Static policy is the kind of policy that is built up through regulations and business agreements (DURSA). Static policy is the kind of thing that is normally seen as security policy, but sometimes business rules engines enforce some of these policies. I refer to these as ‘static’ because they don’t change often. They can include dynamic shifts in the context that have different results, for example break-glass. Static policy is not to be confused with unchanging policy. The main point of static policy is that these are the defaults when there is no patient policy or transactional policy. The static policies are generally the kinds of Role-Based-Access-Control rules. That explain (over simplified) which users have which roles that have which permissions and which permissions authorize access to which type-of-data. Where type-of-data can be tied to an object-type, table-row, table-column, etc or it can be a confidentialityCode value. In this way a user is authorized through their roles to have access or NOT to specific confidentialityCodes. So Dr Bob has access to NORMAL data but not Restricted. The static policies do need to explain how patient policy and transactional policy will be handled.
Patient policy is the kind of patient specific requests and/or agreements commonly spoken of as consents, this is where most of the standards work is right now. A Patient policy applies to all data that is specific to that patient. By corollary a patient policy does not apply to data not specific to that patient, so it doesn’t apply to other patients data or generalized business data or de-identified data. A Patient policy can be just as complex as a Static policy, it is just specific to that patient.
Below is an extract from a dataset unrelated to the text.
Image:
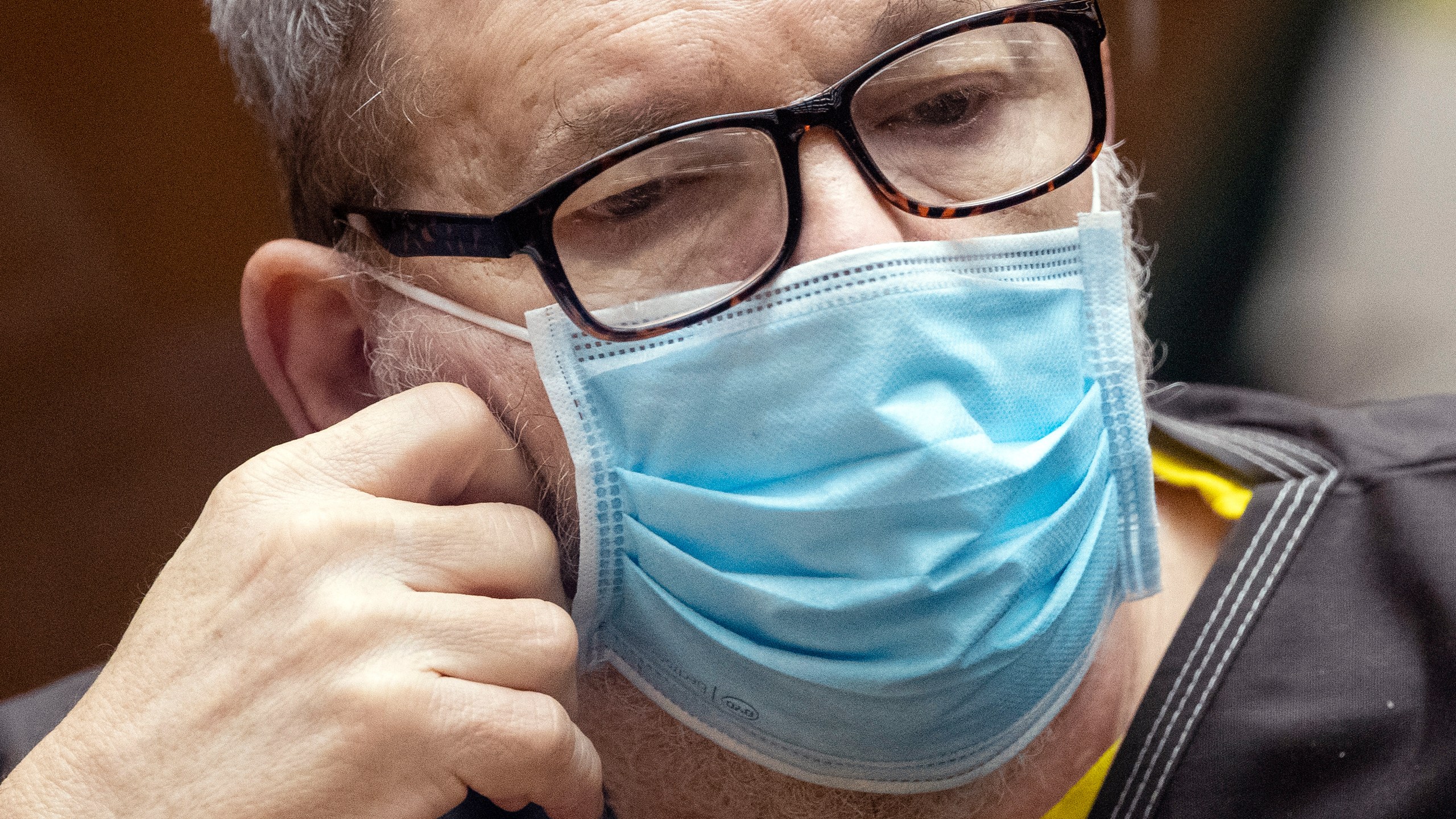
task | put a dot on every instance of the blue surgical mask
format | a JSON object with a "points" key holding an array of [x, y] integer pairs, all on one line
{"points": [[867, 528]]}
A Patient policy needs to explain how it interacts with the static policies and transactional policies. A Patient policy needs to explain what exceptions are allowed as well, for example a patient policy should explain if the patient allows a break-glass exception. A specific example is in Australia where a patient opt-out is non-overrideable, there is no break-glass. Patient policy is also where specific authorizations occur, such as identifying a guardian; and where specific denials are as well, such as estranged spouse.
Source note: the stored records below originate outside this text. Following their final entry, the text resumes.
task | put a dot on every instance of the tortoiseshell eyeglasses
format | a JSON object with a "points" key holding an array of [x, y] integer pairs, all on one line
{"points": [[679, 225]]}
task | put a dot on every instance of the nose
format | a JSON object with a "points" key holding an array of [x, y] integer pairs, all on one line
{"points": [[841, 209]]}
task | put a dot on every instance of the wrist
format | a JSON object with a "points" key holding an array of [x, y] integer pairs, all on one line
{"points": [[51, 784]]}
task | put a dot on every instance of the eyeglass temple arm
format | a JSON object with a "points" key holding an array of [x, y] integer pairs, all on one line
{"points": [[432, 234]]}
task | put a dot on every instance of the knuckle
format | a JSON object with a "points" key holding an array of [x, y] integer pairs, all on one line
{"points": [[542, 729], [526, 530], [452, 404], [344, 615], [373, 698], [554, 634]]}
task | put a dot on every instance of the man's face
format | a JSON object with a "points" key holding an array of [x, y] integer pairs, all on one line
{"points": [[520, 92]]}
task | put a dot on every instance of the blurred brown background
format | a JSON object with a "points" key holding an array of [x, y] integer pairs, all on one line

Policy hopping (my term): In simple form this is what the DURSA provides and what NHIN Direct relies on. It says that once a document source decides to release documents to a document consumer, that they are fully trusting the document consumer to do the right thing. The document source must make sure that they have the right things in place to release the document, but once it is released they have no further control over the document. If the sender is not comfortable with this, then they simply should not send the document. The document consumer is given no specific authorization or restrictions in the transaction; there might have been some out-of-band ‘transactional’ agreements but they are unknown to the transport. The document consumer must do what is right in their context, if their context (State rules) require them to get a consent before viewing the documents then this is what they need to do. In the NHIN the consent that the document source has for their purposes is not transferred to the document consumer. There might be a consent that controls the ‘discoverability’ and ‘releaseability’ of the documents, but it does not authorize the document consumer beyond that.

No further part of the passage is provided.